This is, of course, quite short. Going in, I was not sure what level of sophistication this assumes in the listener; the answer is none. Mention is made of another forthcoming book which might be more interesting. It was pleasant and mildly thought-provoking at turns. I didn't think this added big value for me, inasmuch as any educated thinker who has exposure to any notions of biology, ecosystems or management, has probably heard or intuited much of this already. Hey, changing one component of a system affects other components, sometimes in ways unforeseen. Surprise, surprise.
"Very light on actual systems"
The description of this book suggests the author provides an adequate definition of systems in the world -- "organisational systems, business systems, political systems, family systems, inter-personal systems, biological systems, economic systems" -- and explains how the universal nature of the development of these systems can be applied to organizations to help them run at an optimal level.

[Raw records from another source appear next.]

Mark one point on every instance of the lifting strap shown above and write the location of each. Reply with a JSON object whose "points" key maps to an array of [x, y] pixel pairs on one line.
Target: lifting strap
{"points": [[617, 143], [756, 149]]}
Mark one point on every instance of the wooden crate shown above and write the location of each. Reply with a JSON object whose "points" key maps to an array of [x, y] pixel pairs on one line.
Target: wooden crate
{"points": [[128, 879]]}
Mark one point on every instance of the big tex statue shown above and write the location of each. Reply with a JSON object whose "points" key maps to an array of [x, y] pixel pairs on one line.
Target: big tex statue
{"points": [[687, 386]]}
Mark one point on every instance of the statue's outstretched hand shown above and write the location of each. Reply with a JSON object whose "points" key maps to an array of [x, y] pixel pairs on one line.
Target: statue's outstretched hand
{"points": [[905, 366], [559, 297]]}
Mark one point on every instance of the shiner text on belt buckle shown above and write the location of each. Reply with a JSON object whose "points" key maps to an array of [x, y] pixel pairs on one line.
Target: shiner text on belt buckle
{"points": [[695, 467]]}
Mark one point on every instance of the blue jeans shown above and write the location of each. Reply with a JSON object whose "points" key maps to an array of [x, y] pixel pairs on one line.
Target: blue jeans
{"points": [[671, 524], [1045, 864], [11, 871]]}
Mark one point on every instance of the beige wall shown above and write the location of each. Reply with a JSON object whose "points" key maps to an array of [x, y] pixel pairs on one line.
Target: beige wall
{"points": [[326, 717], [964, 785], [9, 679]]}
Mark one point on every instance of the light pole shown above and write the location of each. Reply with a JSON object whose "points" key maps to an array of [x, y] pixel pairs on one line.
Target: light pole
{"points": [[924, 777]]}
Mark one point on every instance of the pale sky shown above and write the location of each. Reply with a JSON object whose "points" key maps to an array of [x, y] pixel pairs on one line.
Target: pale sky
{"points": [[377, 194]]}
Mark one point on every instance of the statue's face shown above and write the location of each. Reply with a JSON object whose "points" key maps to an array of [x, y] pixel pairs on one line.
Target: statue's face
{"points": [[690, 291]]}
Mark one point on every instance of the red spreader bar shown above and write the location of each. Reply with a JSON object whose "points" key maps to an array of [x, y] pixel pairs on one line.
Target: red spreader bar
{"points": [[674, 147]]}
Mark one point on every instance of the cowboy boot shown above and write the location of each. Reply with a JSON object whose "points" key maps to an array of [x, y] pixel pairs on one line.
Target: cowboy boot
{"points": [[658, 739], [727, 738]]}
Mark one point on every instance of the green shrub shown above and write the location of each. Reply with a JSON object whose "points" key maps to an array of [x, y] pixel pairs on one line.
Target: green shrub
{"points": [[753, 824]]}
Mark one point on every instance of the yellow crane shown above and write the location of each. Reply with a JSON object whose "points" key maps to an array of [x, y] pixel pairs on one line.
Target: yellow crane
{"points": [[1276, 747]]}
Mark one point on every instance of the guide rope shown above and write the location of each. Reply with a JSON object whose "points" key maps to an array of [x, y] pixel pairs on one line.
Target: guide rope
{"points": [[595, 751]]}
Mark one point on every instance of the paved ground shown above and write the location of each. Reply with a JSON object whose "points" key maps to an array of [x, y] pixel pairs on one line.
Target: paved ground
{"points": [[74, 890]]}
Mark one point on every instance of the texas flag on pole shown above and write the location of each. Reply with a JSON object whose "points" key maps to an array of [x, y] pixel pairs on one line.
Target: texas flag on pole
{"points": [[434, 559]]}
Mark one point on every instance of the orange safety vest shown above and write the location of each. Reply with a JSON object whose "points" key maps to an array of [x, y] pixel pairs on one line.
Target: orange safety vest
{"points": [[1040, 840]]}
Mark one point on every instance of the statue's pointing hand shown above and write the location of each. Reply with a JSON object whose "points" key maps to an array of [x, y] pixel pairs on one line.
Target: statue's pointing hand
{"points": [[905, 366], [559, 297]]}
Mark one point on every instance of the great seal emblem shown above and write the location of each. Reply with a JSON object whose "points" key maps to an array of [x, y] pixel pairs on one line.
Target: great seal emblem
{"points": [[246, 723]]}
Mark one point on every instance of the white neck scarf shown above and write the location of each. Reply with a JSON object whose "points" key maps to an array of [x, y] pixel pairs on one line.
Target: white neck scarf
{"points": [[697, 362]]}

In my estimation, the author completely fails to explain the universal nature of systems/networks/emergence. He spends the majority of the book trying to explain how to apply systems thinking to organizations, but I am not convinced he understands systems thinking to begin with. So why bother?
"Concise and clear"
A great introduction into systems thinking. Well explained with simple examples. Free of confusing and intimidating jargon. I also enjoyed the British accent. .
"Short but good..."
Extremely short. Enough for you to "get the gist" but yearn for more, hence my performance rating. To add insult to injury, I researched the website only to find a very graphic page with but one pithy comment-"email us" @.....etc etc. I have to admit, I was a bit put off. Great short intro though.
"Just couldn't pay attention"
I'm sure the concepts are great, but between the speaker's unengaging voice and the dryness with which content was presented, I couldn't stay awake. Tried twice. Turned it off. Preferred silence...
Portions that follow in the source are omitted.